|TTEC HOLDINGS, INC. filed this Form 10-K on 03/06/2019|
Goodwill and Indefinite-Lived Intangible Assets
We evaluate goodwill and indefinite-lived intangible assets for possible impairment at least annually or whenever events or changes in circumstances indicate that the carrying amount of such assets may not be recoverable.
We use a two step process to assess the realizability of goodwill. The first step, Step 0, is a qualitative assessment that analyzes current economic indicators associated with a particular reporting unit. For example, we analyze changes in economic, market and industry conditions, business strategy, cost factors, and financial performance, among others, to determine if there would be a significant decline to the fair value of a particular reporting unit. A qualitative assessment also includes analyzing the excess fair value of a reporting unit over its carrying value from impairment assessments performed in previous years. If the qualitative assessment indicates a stable or improved fair value, no further testing is required.
If a qualitative assessment indicates that a significant decline to fair value of a reporting unit is more likely than not, or if a reporting unit’s fair value has historically been closer to its carrying value, we will proceed to Step 1 testing where we calculate the fair value of a reporting unit based on discounted future probability-weighted cash flows. If Step 1 indicates that the carrying value of a reporting unit is in excess of its fair value, we will record an impairment equal to the amount by which a reporting unit’s carrying value exceeds its fair value.
We estimate fair value using discounted cash flows of the reporting units. The most significant assumptions used in these analyses are those made in estimating future cash flows. In estimating future cash flows, we use financial assumptions in our internal forecasting model such as projected capacity utilization, projected changes in the prices we charge for our services, projected labor costs, as well as contract negotiation status. The financial and credit market volatility directly impacts our fair value measurement through our weighted average cost of capital that we use to determine our discount rate. We use a discount rate we consider appropriate for the country where the business unit is providing services.

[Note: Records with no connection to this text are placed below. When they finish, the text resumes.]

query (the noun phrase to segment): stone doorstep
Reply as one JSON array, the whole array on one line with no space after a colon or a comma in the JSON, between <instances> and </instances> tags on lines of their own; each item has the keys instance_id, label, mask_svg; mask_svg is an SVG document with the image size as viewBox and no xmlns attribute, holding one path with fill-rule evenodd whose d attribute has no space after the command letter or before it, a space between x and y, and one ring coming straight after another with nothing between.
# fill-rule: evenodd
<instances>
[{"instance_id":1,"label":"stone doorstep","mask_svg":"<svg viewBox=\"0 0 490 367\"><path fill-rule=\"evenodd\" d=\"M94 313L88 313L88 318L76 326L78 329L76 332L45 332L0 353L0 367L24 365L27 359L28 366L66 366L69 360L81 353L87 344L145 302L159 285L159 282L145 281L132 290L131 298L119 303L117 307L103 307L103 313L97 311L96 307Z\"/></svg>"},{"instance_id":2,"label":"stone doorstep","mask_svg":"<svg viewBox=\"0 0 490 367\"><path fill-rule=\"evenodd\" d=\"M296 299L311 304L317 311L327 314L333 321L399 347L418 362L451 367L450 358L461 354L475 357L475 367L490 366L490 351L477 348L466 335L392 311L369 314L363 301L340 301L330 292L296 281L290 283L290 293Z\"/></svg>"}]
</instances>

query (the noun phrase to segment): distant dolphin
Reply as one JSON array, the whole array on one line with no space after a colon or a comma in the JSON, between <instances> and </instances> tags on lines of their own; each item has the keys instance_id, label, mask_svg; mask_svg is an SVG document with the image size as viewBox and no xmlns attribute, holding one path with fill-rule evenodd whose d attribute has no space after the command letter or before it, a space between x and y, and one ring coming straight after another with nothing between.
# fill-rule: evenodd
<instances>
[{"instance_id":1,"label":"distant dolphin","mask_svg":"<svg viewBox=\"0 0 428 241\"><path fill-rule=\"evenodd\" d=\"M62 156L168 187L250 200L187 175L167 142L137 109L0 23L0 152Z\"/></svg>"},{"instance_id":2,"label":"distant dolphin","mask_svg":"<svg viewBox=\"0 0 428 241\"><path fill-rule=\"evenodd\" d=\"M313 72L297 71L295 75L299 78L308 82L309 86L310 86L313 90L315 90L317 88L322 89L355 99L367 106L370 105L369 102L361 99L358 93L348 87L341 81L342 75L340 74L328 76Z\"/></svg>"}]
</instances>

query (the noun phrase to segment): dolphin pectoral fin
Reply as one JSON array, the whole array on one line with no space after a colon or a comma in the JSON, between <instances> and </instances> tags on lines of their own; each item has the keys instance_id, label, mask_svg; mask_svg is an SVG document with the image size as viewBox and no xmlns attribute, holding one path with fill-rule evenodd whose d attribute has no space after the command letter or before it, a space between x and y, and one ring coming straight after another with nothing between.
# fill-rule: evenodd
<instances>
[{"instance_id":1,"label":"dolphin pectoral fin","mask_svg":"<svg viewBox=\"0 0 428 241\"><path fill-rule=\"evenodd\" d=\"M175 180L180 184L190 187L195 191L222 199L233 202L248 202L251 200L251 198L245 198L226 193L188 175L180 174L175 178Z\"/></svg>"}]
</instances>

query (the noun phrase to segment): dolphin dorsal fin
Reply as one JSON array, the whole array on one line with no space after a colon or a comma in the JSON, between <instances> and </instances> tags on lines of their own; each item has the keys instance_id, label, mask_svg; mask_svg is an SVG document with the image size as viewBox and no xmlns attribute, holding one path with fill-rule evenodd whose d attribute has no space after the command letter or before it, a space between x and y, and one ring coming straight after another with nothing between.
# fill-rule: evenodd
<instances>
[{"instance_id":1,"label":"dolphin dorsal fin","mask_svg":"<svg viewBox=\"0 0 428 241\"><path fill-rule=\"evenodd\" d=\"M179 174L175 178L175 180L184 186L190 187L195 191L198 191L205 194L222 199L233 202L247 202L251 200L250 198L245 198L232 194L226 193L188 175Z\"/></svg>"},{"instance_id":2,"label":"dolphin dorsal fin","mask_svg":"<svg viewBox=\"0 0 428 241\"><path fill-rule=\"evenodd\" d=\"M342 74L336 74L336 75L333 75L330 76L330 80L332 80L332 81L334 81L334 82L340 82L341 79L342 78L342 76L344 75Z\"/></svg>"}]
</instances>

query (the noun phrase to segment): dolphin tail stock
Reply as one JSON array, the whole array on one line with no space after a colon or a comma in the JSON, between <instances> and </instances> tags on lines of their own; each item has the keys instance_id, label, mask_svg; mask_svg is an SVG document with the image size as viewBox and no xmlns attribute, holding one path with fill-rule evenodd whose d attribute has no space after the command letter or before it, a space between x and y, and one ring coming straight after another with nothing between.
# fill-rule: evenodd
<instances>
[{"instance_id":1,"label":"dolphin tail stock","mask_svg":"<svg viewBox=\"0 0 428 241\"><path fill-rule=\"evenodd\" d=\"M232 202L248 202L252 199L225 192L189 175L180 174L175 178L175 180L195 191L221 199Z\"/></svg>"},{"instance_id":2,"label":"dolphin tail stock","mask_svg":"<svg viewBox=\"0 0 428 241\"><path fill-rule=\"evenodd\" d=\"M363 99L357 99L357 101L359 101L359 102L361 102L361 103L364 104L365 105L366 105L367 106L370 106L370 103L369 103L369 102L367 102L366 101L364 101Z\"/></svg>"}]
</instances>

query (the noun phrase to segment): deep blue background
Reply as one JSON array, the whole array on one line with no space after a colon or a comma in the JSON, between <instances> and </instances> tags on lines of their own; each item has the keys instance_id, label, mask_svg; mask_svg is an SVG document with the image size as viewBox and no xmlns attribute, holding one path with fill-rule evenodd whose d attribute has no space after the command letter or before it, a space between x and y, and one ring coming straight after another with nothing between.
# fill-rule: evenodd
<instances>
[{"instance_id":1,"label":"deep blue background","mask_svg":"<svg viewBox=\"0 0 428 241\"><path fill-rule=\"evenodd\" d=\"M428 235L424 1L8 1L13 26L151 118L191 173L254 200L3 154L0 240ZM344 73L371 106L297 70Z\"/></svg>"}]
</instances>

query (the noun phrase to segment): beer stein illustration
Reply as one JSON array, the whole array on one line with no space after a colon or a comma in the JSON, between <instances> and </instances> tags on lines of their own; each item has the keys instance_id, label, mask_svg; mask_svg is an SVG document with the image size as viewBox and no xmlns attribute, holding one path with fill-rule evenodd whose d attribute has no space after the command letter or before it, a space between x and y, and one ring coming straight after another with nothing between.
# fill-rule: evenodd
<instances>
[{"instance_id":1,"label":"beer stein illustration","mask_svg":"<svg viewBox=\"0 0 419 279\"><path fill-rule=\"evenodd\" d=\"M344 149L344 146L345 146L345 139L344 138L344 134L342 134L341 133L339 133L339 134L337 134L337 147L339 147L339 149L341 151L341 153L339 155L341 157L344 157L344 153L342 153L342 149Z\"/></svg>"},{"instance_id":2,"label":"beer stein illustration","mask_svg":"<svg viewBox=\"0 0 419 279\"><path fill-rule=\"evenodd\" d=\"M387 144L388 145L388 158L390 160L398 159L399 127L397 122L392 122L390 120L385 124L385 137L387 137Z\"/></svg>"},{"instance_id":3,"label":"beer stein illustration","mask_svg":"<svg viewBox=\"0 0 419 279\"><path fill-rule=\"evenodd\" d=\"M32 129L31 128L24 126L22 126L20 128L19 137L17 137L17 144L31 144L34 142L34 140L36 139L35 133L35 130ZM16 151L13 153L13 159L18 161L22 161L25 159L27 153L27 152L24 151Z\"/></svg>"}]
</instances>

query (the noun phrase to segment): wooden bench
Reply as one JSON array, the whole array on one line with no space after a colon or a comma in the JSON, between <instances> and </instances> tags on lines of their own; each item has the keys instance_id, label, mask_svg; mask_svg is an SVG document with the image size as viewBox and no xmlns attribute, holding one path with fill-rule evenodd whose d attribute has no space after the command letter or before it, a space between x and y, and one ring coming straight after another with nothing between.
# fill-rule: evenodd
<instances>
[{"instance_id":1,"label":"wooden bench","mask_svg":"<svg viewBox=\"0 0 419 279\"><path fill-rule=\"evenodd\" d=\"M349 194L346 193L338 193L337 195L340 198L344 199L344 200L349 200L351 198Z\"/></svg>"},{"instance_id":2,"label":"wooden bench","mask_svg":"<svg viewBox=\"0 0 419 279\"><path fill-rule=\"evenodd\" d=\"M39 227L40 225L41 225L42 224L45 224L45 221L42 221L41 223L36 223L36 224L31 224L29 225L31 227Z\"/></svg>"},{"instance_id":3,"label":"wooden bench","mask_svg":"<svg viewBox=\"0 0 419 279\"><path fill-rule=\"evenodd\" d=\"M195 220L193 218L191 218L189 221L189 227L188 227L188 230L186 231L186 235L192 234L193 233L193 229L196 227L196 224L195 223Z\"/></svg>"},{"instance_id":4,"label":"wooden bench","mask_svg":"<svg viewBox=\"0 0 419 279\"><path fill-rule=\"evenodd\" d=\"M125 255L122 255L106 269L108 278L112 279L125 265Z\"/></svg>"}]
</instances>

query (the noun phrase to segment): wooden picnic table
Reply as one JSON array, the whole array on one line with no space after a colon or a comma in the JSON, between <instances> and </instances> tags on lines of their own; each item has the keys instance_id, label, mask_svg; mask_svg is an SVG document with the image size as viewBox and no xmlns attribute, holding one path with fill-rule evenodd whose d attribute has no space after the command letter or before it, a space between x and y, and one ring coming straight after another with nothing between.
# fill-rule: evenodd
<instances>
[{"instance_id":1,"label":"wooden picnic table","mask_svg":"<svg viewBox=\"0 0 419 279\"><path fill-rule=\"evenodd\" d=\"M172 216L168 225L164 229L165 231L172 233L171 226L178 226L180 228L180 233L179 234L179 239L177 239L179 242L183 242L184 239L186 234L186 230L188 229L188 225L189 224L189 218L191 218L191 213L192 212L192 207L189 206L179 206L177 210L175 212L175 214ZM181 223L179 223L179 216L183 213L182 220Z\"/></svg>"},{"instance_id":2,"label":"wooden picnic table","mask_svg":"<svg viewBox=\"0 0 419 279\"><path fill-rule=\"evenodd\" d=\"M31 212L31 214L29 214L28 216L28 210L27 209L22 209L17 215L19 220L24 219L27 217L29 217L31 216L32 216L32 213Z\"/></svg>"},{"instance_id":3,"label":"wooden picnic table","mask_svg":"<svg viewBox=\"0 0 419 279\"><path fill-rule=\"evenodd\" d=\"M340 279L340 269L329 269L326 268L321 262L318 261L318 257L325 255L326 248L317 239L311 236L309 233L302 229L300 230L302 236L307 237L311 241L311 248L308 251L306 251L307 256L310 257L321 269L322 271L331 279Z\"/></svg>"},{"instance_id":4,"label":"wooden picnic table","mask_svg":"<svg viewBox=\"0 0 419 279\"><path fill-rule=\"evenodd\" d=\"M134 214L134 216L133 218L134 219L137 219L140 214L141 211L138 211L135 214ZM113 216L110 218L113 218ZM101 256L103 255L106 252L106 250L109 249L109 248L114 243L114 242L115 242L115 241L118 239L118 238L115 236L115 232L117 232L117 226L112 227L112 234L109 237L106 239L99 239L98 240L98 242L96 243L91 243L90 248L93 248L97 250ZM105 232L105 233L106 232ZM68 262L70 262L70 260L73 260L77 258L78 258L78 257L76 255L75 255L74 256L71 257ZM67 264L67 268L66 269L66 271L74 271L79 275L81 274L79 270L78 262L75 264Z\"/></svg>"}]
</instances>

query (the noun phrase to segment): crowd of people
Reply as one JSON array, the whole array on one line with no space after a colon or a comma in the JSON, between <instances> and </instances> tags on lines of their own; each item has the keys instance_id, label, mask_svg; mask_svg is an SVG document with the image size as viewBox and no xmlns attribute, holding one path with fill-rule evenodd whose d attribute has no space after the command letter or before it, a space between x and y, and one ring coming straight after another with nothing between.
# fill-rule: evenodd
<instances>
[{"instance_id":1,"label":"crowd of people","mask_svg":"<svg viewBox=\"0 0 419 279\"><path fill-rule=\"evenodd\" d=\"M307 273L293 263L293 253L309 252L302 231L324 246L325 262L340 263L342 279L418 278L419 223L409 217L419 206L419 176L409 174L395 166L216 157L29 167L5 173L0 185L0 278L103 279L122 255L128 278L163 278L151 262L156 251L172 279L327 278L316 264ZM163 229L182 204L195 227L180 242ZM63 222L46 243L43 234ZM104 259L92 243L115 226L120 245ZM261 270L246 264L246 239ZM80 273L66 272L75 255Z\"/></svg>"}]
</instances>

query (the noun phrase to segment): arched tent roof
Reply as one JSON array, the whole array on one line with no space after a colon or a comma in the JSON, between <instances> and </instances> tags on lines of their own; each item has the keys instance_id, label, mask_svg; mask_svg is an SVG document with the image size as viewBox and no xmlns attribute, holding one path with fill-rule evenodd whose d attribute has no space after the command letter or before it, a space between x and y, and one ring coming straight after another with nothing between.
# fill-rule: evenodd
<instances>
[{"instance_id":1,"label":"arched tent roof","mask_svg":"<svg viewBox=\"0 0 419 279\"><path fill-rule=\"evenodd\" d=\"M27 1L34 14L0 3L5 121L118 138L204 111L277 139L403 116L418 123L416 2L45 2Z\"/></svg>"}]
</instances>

Similar to goodwill, the Company may first use a qualitative analysis to assess the realizability of its indefinite-lived intangible assets. The qualitative analysis will include a review of changes in economic, market and industry conditions, business strategy, cost factors, and financial performance, among others, to determine if there would be a significant decline to the fair value of an indefinite-lived intangible asset. If a quantitative analysis is completed, an indefinite-lived intangible asset (such as a trade name) is evaluated for possible impairment by comparing the fair value of the asset with its carrying value. Fair value is estimated as the discounted value of future revenues arising from a trade name using a royalty rate that a market participant would pay for use of that trade name. An impairment charge is recorded if the trade name’s carrying value exceeds its estimated fair value.
Restructuring and Liability
We routinely assess the profitability and utilization of our customer engagement centers and existing markets. In some cases, we have chosen to close under-performing customer engagement centers and complete reductions in workforce to enhance future profitability. Severance payments that occur from reductions in workforce are made in accordance with postemployment plans and/or statutory requirements that are communicated to all employees upon hire date; therefore, we recognize severance liabilities when they are determined to be probable and reasonably estimable. Other liabilities for costs associated with an exit or disposal activity, (i.e. lease termination penalties), are recognized when the liability is incurred, rather than upon commitment to a plan.
We enter into foreign exchange forward and option contracts to reduce our exposure to foreign currency exchange rate fluctuations that are associated with forecasted revenue earned in foreign locations. We enter into interest rate swaps to reduce our exposure to interest rate fluctuations associated with our variable rate debt. Upon proper qualification, these contracts are accounted for as cash flow hedges under current accounting standards. From time-to-time, we also enter into foreign exchange forward contracts to hedge our net investment in a foreign operation.